ELOGIO DELL'INCOMPIUTEZZA

[Articolo pubblicato in forma lievemente ridotta sul
Giornale del Popolo di Lugano/Svizzera l'8 giugno 2000]

La stupefacente mostra allestita al Kunsthaus di Zurigo permette al fruitore di esplorare una delle «officine» più segrete e importanti della storia dell'arte.
Se accade molto raramente che una mostra sia incentrata sul rapporto tra compiutezza e incompiutezza nell'opera d'arte, per la prima volta questo fondamentale discorso estetico e filosofico viene esemplificato con la produzione pittorica di Paul Cézanne, definito da Ernst H. Gombrich il padre dell'arte moderna, poiché ne ha aperto la strada, ne ha iniziato il percorso, additandone, con la sua opera e la sua alta testimonianza d'artista, le nuove possibili direzioni.
Le 85 tele, i 40 acquerelli e i numerosi disegni della mostra provenienti da 67 collezioni pubbliche e private sono di recente approdati al Kunsthaus di Zurigo.
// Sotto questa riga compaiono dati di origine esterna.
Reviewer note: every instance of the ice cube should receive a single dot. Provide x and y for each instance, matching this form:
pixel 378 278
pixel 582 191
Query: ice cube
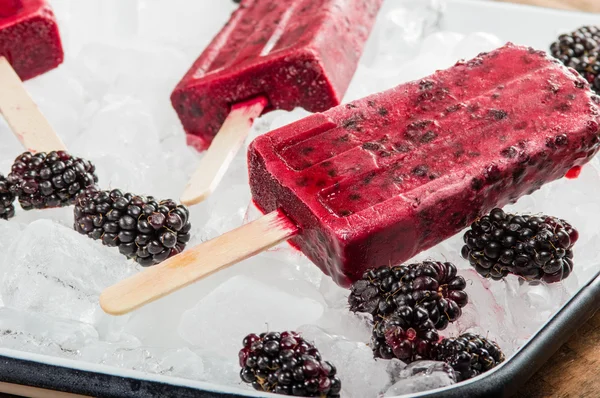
pixel 421 376
pixel 361 374
pixel 54 270
pixel 44 334
pixel 240 306
pixel 476 43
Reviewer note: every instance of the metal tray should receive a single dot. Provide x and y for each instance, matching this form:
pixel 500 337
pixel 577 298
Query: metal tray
pixel 520 24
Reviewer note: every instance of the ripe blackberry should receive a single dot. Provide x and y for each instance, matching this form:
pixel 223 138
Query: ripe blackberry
pixel 144 229
pixel 580 51
pixel 7 197
pixel 53 179
pixel 433 285
pixel 408 335
pixel 469 355
pixel 533 247
pixel 287 364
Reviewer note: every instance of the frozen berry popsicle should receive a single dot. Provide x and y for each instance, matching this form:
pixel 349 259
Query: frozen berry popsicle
pixel 29 46
pixel 29 37
pixel 270 55
pixel 376 181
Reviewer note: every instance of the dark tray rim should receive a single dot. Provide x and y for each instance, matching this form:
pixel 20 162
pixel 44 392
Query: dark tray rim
pixel 501 382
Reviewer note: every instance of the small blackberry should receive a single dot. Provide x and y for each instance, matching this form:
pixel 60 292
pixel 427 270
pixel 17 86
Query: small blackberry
pixel 469 355
pixel 580 51
pixel 144 229
pixel 407 335
pixel 285 363
pixel 53 179
pixel 7 197
pixel 433 285
pixel 533 247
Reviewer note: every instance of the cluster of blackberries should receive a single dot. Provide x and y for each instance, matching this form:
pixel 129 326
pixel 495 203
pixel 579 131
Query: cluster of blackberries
pixel 409 304
pixel 580 50
pixel 285 363
pixel 144 229
pixel 7 197
pixel 533 247
pixel 44 180
pixel 469 354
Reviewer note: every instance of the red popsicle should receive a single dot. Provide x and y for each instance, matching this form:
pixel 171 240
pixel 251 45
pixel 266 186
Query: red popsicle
pixel 378 180
pixel 29 46
pixel 270 55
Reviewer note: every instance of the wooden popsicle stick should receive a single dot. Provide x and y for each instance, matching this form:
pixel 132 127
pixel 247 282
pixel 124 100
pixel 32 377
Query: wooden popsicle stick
pixel 22 114
pixel 222 150
pixel 197 263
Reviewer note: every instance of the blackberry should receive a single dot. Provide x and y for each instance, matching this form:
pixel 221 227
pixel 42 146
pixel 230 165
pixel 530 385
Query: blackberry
pixel 285 363
pixel 580 51
pixel 7 197
pixel 469 354
pixel 433 285
pixel 533 247
pixel 408 335
pixel 144 229
pixel 54 179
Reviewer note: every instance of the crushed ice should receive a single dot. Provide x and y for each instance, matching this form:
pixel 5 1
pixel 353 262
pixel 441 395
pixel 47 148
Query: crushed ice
pixel 110 103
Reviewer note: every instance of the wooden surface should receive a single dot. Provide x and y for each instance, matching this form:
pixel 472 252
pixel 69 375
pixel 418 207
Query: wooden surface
pixel 573 371
pixel 582 5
Queste opere sono raggruppate in quattro sezioni dedicate ai temi fondamentali che Cézanne ha sviluppato, in maniera sempre diversa e con inesauribile vena, lungo tutto il suo percorso artistico, di solito suddiviso in 4 periodi:
romantico (1859-1871: nei lavori di questi anni confluì l'insegnamento dei suoi maestri: Caravaggio, El Greco, la pittura veneta — Veronese, Tintoretto, Bassano —, Delacroix, Couture, Courbet...);


Crâne et chandelier [1865 - 1867]


Portrait du père [1866]

impressionista (1872-1877: decisivi in questo periodo furono l'amicizia con Pissarro e il soggiorno a Auvers-sur-Oise che avvicinarono Cézanne alla pittura impressionista);


Ritratto di Victor Croquet [1875]



Paysage à Auvers [Studio, 1875]

costruttivo (1878-1887: fase contraddistinta da un controllo formale dell'immagine sempre più rigoroso);


Autoritratto con sfondo rosa



Madame Cézanne [1885 - 1887]

infine sintetico (1888-1906: in esso la ricerca è orientata verso una pittura con proprie leggi di forma, sempre più sganciata dai dati naturali o emotivi).


Casa e alberi [1890-1894]



Meule et citerne sous bois [1892]

Le quattro sezioni ospitano un ampio florilegio di Ritratti, Nature morte, Bagnanti e Paesaggi. La specificità della mostra, concepita da Felix A. Baumann, consiste nel fatto che opere a struttura aperta e con gradi diversi di incompiutezza vengono accostate a opere concluse, permettendo al fruitore di riflettere non solo sul concetto di compiutezza del prodotto artistico in rapporto agli schizzi, ai frammenti, ai dettagli, ma anche sul tormentato cammino di Cézanne verso la sua mèta, quella Terra promessa, che solo nel 1903 riusciva a intravedere: «Mi accadrà come accadde al gran capo degli Ebrei, o vi potrò entrare? Ho fatto qualche progresso. Perché mai così tardi e così a fatica? L'Arte sarà in realtà un sacerdozio che esige dei puri che gli appartengano interamente?»
E per Cézanne l'arte fu veramente una religione, ai cui misteri offerse completa e spesso sofferta devozione. Se la creazione («la réalisation») era per lui rovello, sacrificio ed equivaleva a una metaforica preghiera, l'afasia suscitava invece nel suo animo tristezza, angoscia, a volte anche terrore: afasia intesa unicamente come impossibilità di «réaliser», non come incapacità di concludere ciò che è stato iniziato.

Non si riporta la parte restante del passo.